With the draft less than 24 hours away, the NBA has taken no breaks since the Warriors dismantled the Cavaliers in the Finals just nine days ago. We have already seen the Celtics trade the number one pick to the 76ers for the third pick, the Lakers and Nets exchange cornerstones of their respected franchises in D’Angelo Russell and Brook Lopez (along with draft picks and salary dumps), and the never-ending swirl of rumors involving some of the biggest names in the game.
One of those big names is Paul George, the versatile swingman of the Indiana Pacers. Now that he’s made it official that he won’t be resigning after his contract expires next year, teams such as the Celtics, Cavaliers, and his hometown Lakers have inquired with GM Kevin Pritchard on prying him away now.
For a proud and prestigious franchise such as the Lakers, they are desperate to regain credibility after missing the playoffs the past four seasons. But at what cost? As I mentioned earlier, they already traded D’Angelo Russell, whom they drafted second overall just two years ago, to the Nets along with Timofey Mozgov for Brook Lopez and the 27th overall pick this year. Along with the 2nd and 28th picks (acquired from Houston for Lou Williams at the trade deadline), the Lakers own three picks in the first round of this draft.
This is mainly a salary dump of Mozgov’s atrocious contract along with another asset to offer the Pacers for George. But Indiana also wants the best value for him, wanting the 2nd overall pick, widely assumed to be used on UCLA guard, Lonzo Ball, thrown into the package. Conversely, the Lakers think Ball is the next Jason Kidd, and with Magic Johnson now at the helm of their front office, they want someone of his talent to bring back Showtime with Paul George on board, too.
So the question is: who bends first? Do the Pacers accept the Lakers low-ball offer (terrible pun, I know), knowing that George will leave next summer in free agency? Or will the Lakers give away more of the farm, sending more of their young players and that precious number two pick into the deal? It’s one of the NBA’s worst kept secret that he wants to play in LA, but can the Lakers risk him being fickle and changing his mind before then?
Better yet, what if their nemesis, the Celtics, pull off a deal instead? General Manager Danny Ainge has been hoarding a plethora of draft picks ever since they traded Paul Pierce and Kevin Garnett to the Nets four years ago, and after their shellacking to the Cavaliers in the Eastern Conference Finals, they are a player of George’s caliber (or maybe two, since they are inquiring about the Bulls Jimmy Butler and Utah’s Gordon Hayward as well) away from dethroning Cleveland for Eastern Conference supremacy. But do they risk only having him as a one-year rental (a la Dwight Howard with the Lakers before joining the Rockets)? Danny Ainge is bold, but he would need more confirmation of George staying long-term before they pull the trigger on him.

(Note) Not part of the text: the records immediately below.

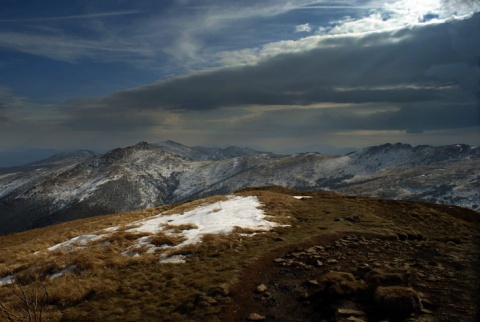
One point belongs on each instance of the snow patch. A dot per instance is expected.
(217, 218)
(67, 270)
(80, 240)
(7, 280)
(175, 259)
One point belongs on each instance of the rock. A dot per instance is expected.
(262, 288)
(333, 277)
(313, 282)
(379, 278)
(350, 312)
(255, 317)
(220, 291)
(397, 301)
(205, 300)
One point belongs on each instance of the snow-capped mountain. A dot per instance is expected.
(85, 184)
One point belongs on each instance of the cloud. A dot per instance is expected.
(399, 66)
(303, 28)
(412, 81)
(75, 17)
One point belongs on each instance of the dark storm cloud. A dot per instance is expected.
(428, 74)
(101, 119)
(410, 56)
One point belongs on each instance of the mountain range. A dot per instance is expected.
(83, 184)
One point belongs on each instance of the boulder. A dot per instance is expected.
(397, 301)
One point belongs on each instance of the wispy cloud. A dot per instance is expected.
(75, 17)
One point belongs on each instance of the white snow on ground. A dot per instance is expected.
(217, 218)
(67, 270)
(175, 259)
(220, 217)
(6, 280)
(80, 240)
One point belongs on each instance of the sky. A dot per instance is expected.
(276, 75)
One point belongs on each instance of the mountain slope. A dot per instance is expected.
(142, 266)
(148, 175)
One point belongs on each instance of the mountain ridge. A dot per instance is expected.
(148, 175)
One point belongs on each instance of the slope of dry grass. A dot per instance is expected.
(102, 284)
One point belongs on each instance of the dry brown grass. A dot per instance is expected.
(177, 229)
(108, 286)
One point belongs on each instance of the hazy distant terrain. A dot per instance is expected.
(83, 184)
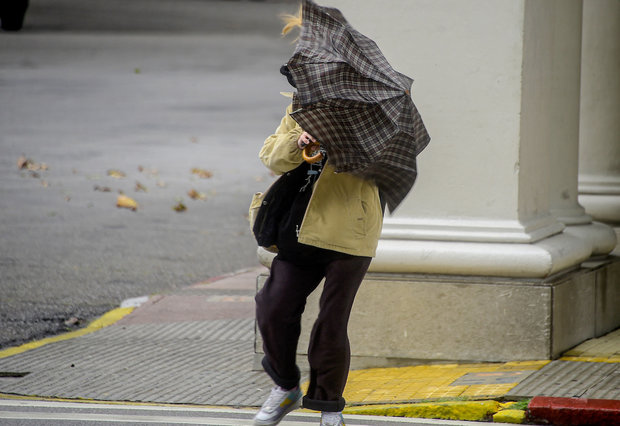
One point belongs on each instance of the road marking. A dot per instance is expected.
(202, 415)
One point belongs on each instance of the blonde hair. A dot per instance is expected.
(291, 21)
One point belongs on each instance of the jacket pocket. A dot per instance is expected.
(356, 210)
(257, 200)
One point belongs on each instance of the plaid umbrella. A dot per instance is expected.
(352, 100)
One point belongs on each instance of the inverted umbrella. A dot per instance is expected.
(358, 107)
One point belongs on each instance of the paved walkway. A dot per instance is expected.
(196, 346)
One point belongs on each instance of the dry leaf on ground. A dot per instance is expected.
(179, 207)
(195, 195)
(116, 174)
(28, 164)
(126, 202)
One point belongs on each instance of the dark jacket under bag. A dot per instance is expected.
(277, 203)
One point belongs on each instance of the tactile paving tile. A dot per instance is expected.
(571, 379)
(209, 362)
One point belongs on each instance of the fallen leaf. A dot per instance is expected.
(179, 207)
(22, 162)
(126, 202)
(205, 174)
(116, 174)
(149, 172)
(27, 163)
(195, 195)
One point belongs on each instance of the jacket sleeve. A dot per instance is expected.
(280, 152)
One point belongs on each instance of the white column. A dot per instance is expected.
(564, 60)
(599, 149)
(483, 79)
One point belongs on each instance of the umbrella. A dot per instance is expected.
(358, 107)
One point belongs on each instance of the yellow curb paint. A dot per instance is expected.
(451, 410)
(509, 416)
(105, 320)
(428, 382)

Speaking of those Cavaliers, they are just as adamant on obtaining George’s talents. After being humbled by the Warriors in the Finals, they are looking to upgrade their roster to match the juggernaut out west. However, unlike the Lakers and Celtics, Cleveland is chained by the luxury tax, bolstering the most expensive roster in the league. (Oh, and they also don’t have a GM right now.) Sure, they could try and swing a 3-team trade involving Kevin Love (who has played well for them, especially during last year’s title run). But with their front office in limbo along with limited roster flexibility and trade assets, it’ll be tough to pull off. Even though LeBron is still considered by many to be the best basketball player in the world, his championship window, and in conjunction the Cavaliers, is closing more and more after every long playoff run. If they cannot obtain George, they will do everything in their power to catch up to Golden State through other avenues.
With so many teams gauging the market for their own players along with opposing teams, we could be in store for some massive changes across the NBA landscape by tomorrow, and even more so once free agency begins on July 1st. (To put this in context, Dwight Howard was traded to his third team in as many seasons and it barely made the top headlines.)
But it all starts with Paul George. Between the trade and free agency rumors surrounding Jimmy Butler, Gordon Hayward, Kyle Lowry, Chris Paul, Blake Griffin, and now even DeAndre Jordan, he is the one that dictates the next moves when he changes teams. It’s just a matter of when, not if. And when he does, the real fun will begin.